I think it is necessarily implied in 62 O.S. 1961, § 71 that the Board may consider the capital structure of the bank in which such funds are to be deposited in relation to the total amount of public money which should be placed in such bank. It is very possible, I think, that a bank could be over extended in state funds on deposit to such an extent that a sudden need for such funds by the state would result in the bank being placed in a position that it could not honor its obligations. If a bank should be unable to respond when called upon to return state deposits and the state would (insofar as such deposits exceed the federally insured amount) be compelled to sue upon the security and establish the amount and priority of its lien thereon, such remedy might prove to be almost totally inadequate for the state’s purposes. Such litigation would be costly in both time and expense and in the meantime the state would be without those funds with which to honor its obligations to furnish services to its citizens and discharge its other obligations.
As I read the statutory provision requiring that all deposits of state funds be secured, it merely furnishes a form of insurance or a guaranty that the bank will be able to respond when the state wishes to withdraw its funds. It is very similar to the protection afforded depositors by federal deposit insurance. To assign such a statutory requirement the effect claimed for it, that of preventing the Board from considering the relationship between the capital structure of a bank and the amount of state money which such bank may be selected to receive as a depository, is to in effect defeat the intent of the legislation creating the Depository Board. If that Board is to be limited to simply naming some banks in which the state money is to be deposited and may not consider the ability of the banks to respond when they are called upon to return the state’s money, then I fail to see any real purpose in the legislation establishing a Depository Board. Surely the legislation creating the Board and giving it the authority to select banks in good standing had for its intent and purpose the protection of the people’s money. I would interpret the legislation to give effect to such purpose.

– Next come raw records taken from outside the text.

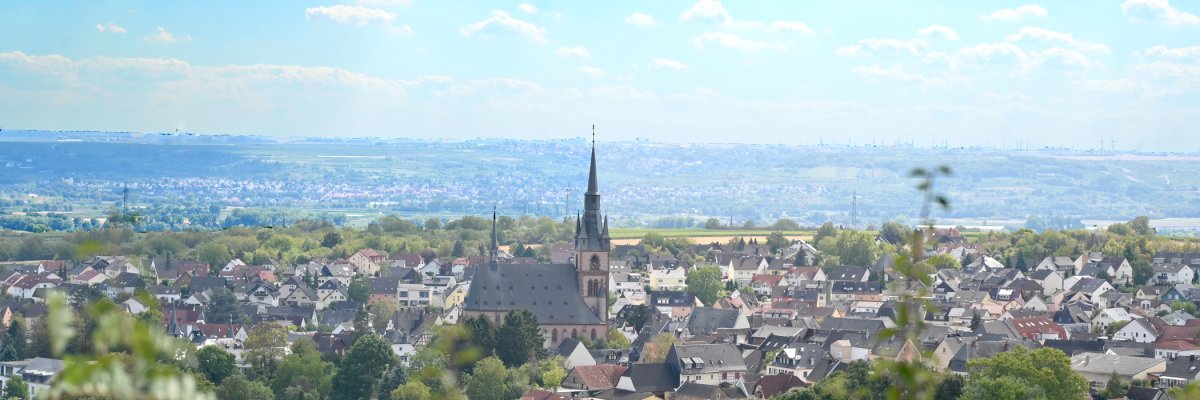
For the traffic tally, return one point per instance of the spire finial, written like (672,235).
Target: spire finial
(496,239)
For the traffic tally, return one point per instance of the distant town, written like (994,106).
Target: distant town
(515,306)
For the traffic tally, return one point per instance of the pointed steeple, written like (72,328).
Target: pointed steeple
(496,239)
(593,187)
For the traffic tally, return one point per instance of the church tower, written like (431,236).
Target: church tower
(592,245)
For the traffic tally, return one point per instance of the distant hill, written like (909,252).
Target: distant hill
(642,183)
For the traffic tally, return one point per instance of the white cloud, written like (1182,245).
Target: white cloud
(569,52)
(111,28)
(502,23)
(714,12)
(733,41)
(591,71)
(1023,12)
(939,30)
(162,36)
(1032,33)
(349,15)
(384,3)
(898,73)
(1158,10)
(792,25)
(640,19)
(915,47)
(665,64)
(1169,53)
(707,10)
(528,9)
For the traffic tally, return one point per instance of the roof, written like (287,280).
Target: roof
(706,321)
(774,384)
(549,291)
(846,273)
(1102,363)
(601,376)
(708,358)
(653,377)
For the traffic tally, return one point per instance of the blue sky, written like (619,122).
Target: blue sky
(1072,73)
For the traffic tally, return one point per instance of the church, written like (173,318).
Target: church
(570,300)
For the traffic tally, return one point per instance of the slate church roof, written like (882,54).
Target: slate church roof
(550,291)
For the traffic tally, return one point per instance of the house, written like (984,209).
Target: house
(803,274)
(593,377)
(771,386)
(762,285)
(669,279)
(366,261)
(1038,328)
(849,274)
(707,364)
(37,372)
(1049,279)
(1109,316)
(1180,371)
(744,268)
(1065,266)
(657,378)
(708,321)
(1171,274)
(574,353)
(1175,348)
(1140,330)
(798,360)
(1099,368)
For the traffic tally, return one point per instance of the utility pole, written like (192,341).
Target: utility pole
(853,209)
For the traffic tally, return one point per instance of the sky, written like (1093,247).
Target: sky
(1120,75)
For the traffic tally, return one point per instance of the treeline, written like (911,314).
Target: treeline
(298,242)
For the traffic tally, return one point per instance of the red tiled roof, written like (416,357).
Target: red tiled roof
(599,377)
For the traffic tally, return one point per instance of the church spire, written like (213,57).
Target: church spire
(496,239)
(593,187)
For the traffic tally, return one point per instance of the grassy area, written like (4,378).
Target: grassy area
(634,233)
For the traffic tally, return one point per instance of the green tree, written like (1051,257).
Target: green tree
(215,363)
(363,368)
(705,282)
(489,381)
(826,231)
(1140,225)
(381,312)
(658,348)
(304,371)
(15,344)
(1114,388)
(331,239)
(520,339)
(894,233)
(238,387)
(263,351)
(16,388)
(553,377)
(412,390)
(777,240)
(617,340)
(637,316)
(394,378)
(1024,374)
(215,254)
(125,358)
(481,333)
(359,290)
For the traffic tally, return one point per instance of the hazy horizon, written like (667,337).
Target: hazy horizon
(1047,73)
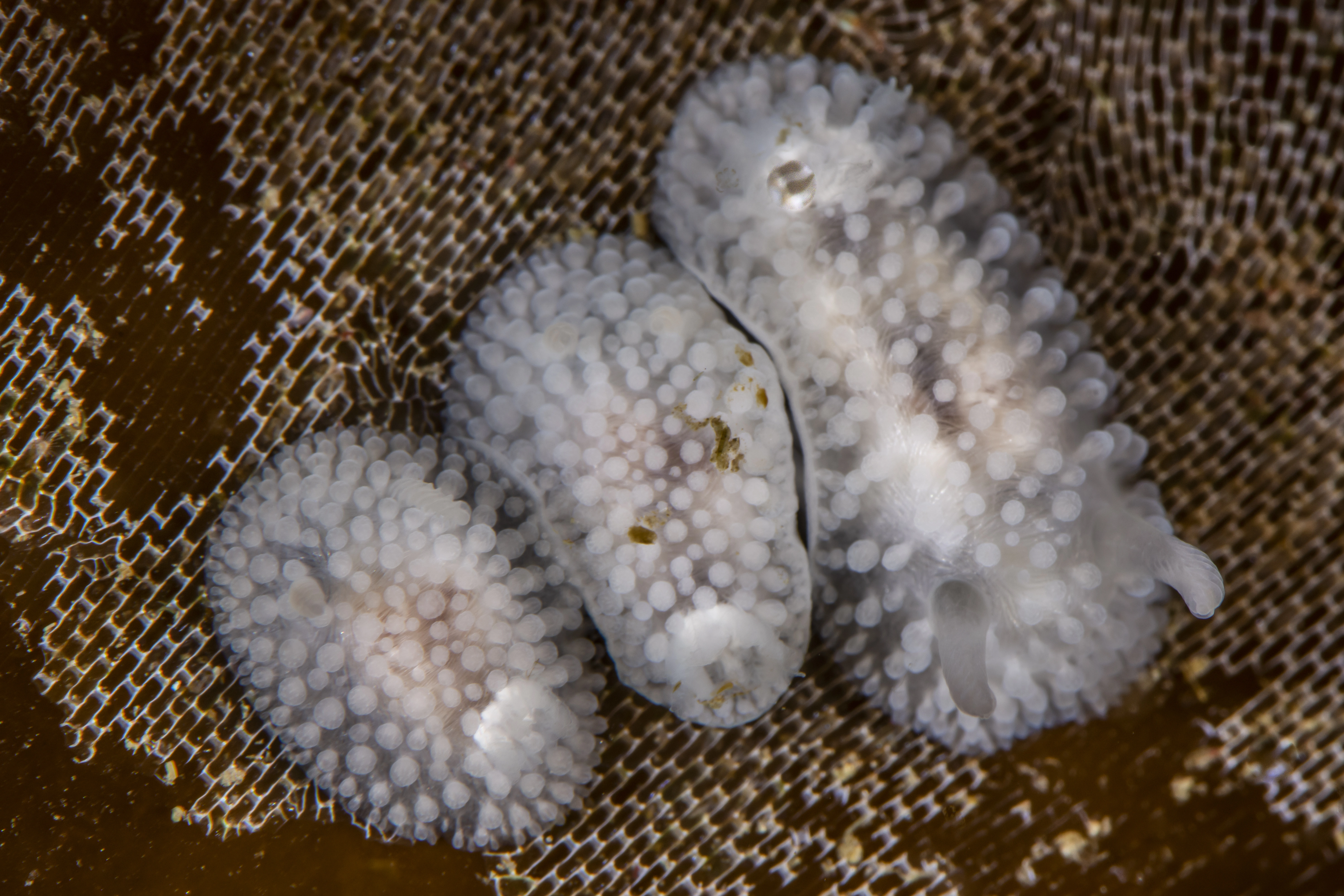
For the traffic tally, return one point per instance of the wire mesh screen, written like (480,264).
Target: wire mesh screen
(229,222)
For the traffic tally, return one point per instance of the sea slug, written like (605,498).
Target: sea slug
(982,566)
(396,616)
(659,447)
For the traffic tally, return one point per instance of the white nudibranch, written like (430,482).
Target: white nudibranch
(392,612)
(658,442)
(980,563)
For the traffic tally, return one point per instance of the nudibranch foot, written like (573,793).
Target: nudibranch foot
(392,610)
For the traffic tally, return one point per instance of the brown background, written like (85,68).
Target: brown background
(226,222)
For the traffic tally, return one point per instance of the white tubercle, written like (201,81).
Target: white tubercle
(658,441)
(390,608)
(980,565)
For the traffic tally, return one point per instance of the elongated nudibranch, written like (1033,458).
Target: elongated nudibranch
(656,438)
(393,613)
(982,565)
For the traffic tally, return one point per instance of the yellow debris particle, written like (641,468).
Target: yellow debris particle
(851,851)
(642,535)
(846,769)
(1074,848)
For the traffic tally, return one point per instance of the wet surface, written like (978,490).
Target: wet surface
(229,222)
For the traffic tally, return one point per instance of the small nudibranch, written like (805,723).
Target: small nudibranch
(659,445)
(980,565)
(393,613)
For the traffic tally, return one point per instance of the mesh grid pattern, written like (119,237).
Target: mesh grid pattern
(275,216)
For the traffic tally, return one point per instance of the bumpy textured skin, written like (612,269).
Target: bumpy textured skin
(980,565)
(658,442)
(393,613)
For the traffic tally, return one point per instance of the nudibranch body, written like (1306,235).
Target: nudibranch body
(658,442)
(393,612)
(980,563)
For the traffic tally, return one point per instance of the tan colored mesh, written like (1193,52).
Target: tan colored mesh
(228,222)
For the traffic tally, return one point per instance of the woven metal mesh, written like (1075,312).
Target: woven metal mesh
(228,222)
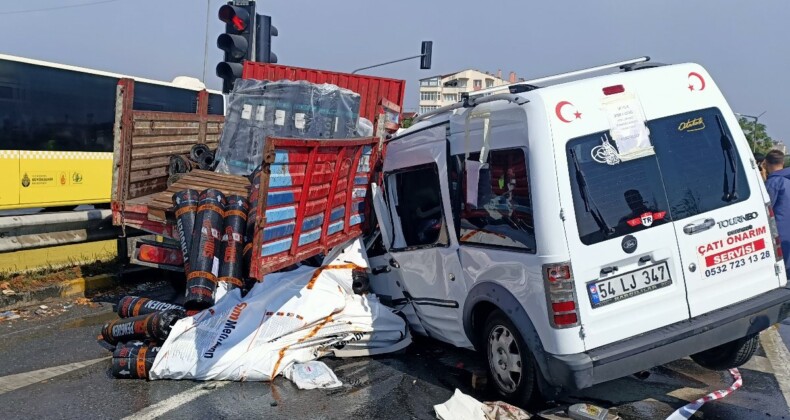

I think paragraph (2)-(b) of the order of the Depository Board is a valid exercise of the authority of that Board to consider the “standing” of banks which are to receive deposits of state funds and I don’t think the requirement of the statute in question, to the effect that any money which is deposited must first be secured, is a limitation upon the power of the Board to select as official depositories banks in “good standing” by the Board relating the total amount to be deposited to the capital structure of the bank involved. It is noted that no complaint is made that the proposed rule of the Board is arbitrary or unreasonable in its approach to the problem. The petitioner argues that the Board simply doesn’t have the authority to, in effect, define the “good standing” of a bank to receive deposits of state money. I would hold that it does.
I respectfully dissent to that portion of the majority opinion which grants the writ of prohibition.